Patricia Neal played opposite Cooper in The Fountainhead in 1949, and by the time of the picture’s release she was already deeply involved with him. When his wife ‘Rocky’ learned of the affair in 1950 she sent Neal a telegram. It read: ‘I have had just about enough of you. You had better stop now or you will be sorry – Mrs Gary Cooper’. Divorce was never going to be an option, and both he and Neal knew it.
‘Rocky’ & Gary Cooper
Nevertheless, by the time the affair ended Miss Neal was pregnant. Cooper convinced her to abort their child. His daughter, Maria, made her feelings on the union clear years later when she spat on Neal in full view of the public. Unpredictably, the two women would later become firm friends. In 1953 Neal wed writer Roald Dahl, the marriage lasting 30 years until she divorced him over his affair with her best friend Felicity Crosland. What goes ‘round, comes ‘round, they say.
For all that, Patricia Neal had a tragic life. Her infant son suffered brain damage when he was run over by a car and her thirteen year-old daughter died from the measles. A series of near fatal strokes in 1965 left Patricia partially paralysed, confined to a wheelchair, and incapable of articulate speech. Her romance with Cooper was a long and serious one, and they were keen to marry, but ‘Rocky’ would never grant him a divorce. Not in a million years.
Gary Cooper and Anthony Quinn were working on Blowing Wild (1953) in Mexico when they won their respective Oscars for High Noon and Viva Zapata! Quinn’s girlfriend, Suzan Ball, was visiting the location at the time and Tony recalled how they lay on the grass that evening watching the stars and chatting with Cooper and his co-star Barbara Stanwyck. Coops was doing all the talking, reminiscing about all the women he had romanced over the years. Quinn thought Stanwyck was asleep until he rolled over and noticed Cooper’s hand beneath her skirt and between her legs caressing her. According to Quinn, their fling was nothing more than the usual ‘on location’ dalliance. Barbara liked men, but preferred women. So did Coops.

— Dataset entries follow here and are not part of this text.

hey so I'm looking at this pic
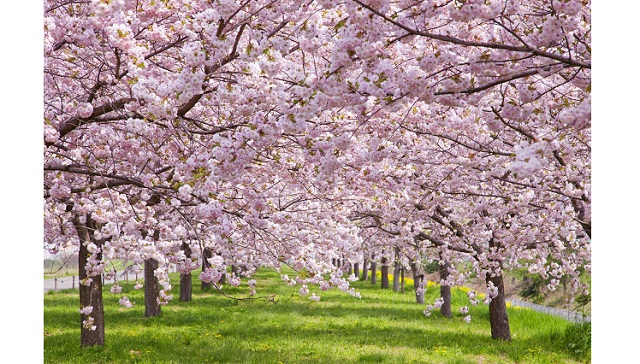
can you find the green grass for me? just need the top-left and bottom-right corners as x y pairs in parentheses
(44, 268), (588, 363)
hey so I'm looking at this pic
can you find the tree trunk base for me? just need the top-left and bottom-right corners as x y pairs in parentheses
(440, 261), (452, 318)
(180, 273), (192, 302)
(370, 262), (377, 285)
(144, 258), (162, 317)
(381, 264), (389, 289)
(75, 217), (105, 347)
(487, 274), (511, 341)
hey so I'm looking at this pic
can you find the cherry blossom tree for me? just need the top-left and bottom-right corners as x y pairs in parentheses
(44, 0), (590, 345)
(44, 0), (364, 345)
(308, 0), (590, 340)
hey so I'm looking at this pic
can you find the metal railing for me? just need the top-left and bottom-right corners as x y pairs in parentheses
(507, 298), (590, 323)
(44, 264), (178, 292)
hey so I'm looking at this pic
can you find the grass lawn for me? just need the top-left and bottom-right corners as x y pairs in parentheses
(44, 268), (589, 363)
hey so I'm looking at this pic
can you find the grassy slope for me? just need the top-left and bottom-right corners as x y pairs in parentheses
(44, 268), (586, 364)
(44, 258), (591, 313)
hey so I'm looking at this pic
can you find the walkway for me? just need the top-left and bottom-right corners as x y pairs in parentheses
(506, 298), (590, 323)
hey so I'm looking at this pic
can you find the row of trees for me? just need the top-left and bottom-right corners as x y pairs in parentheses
(44, 0), (590, 346)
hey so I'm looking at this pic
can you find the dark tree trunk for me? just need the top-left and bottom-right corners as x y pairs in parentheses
(439, 260), (452, 318)
(354, 262), (360, 278)
(392, 247), (400, 292)
(348, 263), (353, 275)
(400, 267), (405, 293)
(487, 273), (511, 340)
(231, 265), (239, 277)
(393, 263), (400, 292)
(180, 242), (192, 302)
(332, 258), (336, 267)
(411, 260), (424, 304)
(370, 259), (377, 285)
(486, 238), (510, 340)
(74, 217), (105, 347)
(362, 258), (369, 281)
(380, 256), (389, 289)
(201, 247), (213, 291)
(180, 273), (192, 302)
(144, 258), (162, 317)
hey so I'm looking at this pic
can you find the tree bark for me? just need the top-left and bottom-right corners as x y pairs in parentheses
(393, 263), (400, 292)
(362, 258), (369, 281)
(370, 257), (377, 285)
(201, 247), (213, 291)
(180, 273), (192, 302)
(180, 242), (192, 302)
(231, 265), (239, 278)
(486, 238), (510, 340)
(354, 262), (360, 278)
(75, 217), (105, 347)
(392, 247), (400, 292)
(380, 256), (389, 289)
(144, 257), (162, 317)
(487, 273), (511, 340)
(400, 267), (405, 293)
(439, 260), (452, 318)
(411, 260), (424, 304)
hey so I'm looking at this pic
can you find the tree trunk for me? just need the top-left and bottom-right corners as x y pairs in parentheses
(180, 242), (192, 302)
(354, 262), (360, 278)
(400, 267), (405, 293)
(411, 260), (424, 304)
(370, 260), (377, 285)
(75, 217), (105, 347)
(487, 273), (511, 340)
(180, 273), (192, 302)
(362, 258), (369, 281)
(144, 258), (162, 317)
(201, 247), (213, 291)
(392, 247), (400, 292)
(393, 263), (400, 292)
(380, 256), (389, 289)
(439, 260), (452, 318)
(486, 238), (510, 340)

Even at the age of 51, Cooper could still appear attractive to young women. Grace Kelly certainly thought so when they made High Noon together in 1952. This movie saw the start of her sleeping with her much older leading men. She and the aging star had an affair that lasted for the duration of the shoot. He was suffering from a bleeding ulcer throughout, and was in pain much of the time. Incidentally, in a 1971 interview with Playboy magazine, John Wayne was still rabbiting on about how disgracefully Un-American High Noon was. He was particularly incensed, he said, by the scene where Cooper throws his marshal’s badge on the ground and steps on it. The only problem – and a pretty big one at that – was that no such scene is, or ever was, in the movie!
Cooper & Grace Kelly
The movie features character actor Sheb Wooley who plays an outlaw named Ben Miller. Six years later he would make a fortune from his Number 1 Billboard hit record Purple People Eater.

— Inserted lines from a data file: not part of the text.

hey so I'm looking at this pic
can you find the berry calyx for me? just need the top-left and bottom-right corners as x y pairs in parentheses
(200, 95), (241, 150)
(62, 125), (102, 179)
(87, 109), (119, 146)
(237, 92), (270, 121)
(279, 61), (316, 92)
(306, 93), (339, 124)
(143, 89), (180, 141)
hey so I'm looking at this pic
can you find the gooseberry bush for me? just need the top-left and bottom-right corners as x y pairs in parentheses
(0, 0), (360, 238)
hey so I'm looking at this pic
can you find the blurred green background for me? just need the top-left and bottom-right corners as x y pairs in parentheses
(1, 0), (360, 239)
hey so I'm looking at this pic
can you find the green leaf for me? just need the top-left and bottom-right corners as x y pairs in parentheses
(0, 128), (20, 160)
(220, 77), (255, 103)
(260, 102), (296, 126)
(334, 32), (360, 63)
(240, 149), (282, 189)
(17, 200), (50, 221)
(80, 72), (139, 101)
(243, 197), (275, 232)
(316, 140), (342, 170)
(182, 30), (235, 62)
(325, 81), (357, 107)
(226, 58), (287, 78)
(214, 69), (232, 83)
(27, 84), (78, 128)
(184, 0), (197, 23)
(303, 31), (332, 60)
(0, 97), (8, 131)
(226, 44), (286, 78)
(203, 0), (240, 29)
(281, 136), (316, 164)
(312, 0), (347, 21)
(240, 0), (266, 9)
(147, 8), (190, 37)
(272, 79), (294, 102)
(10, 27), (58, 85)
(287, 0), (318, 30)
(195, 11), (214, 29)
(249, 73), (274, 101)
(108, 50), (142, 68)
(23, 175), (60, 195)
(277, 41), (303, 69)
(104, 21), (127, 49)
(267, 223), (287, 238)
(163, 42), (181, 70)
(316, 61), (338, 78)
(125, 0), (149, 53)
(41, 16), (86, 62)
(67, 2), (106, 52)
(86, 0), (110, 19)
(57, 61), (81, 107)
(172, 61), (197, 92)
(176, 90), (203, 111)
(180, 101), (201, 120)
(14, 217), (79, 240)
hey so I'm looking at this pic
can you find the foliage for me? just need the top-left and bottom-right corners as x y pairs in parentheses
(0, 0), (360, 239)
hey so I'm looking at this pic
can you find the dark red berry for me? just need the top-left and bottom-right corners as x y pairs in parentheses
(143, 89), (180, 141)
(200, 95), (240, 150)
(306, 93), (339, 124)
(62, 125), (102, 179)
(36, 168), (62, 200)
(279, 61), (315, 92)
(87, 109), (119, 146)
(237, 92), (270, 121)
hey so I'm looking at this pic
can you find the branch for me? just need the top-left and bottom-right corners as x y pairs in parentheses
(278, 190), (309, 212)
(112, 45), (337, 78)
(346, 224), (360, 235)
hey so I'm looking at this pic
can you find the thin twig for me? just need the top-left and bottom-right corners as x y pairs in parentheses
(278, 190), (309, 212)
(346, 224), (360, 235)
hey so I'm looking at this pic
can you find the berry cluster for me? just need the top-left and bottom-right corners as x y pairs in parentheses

Cooper was basically a down to earth, naïve man. He rarely recognized duplicity in others. Never was this more aptly demonstrated than when he made the following statement after making For Whom the Bell Tolls. ‘In my whole life I’ve never had a woman so much in love with me as Ingrid Bergman was. The day after the picture ended I couldn’t get her on the phone.’ Ah, Hollywood. You can’t beat it with a stick.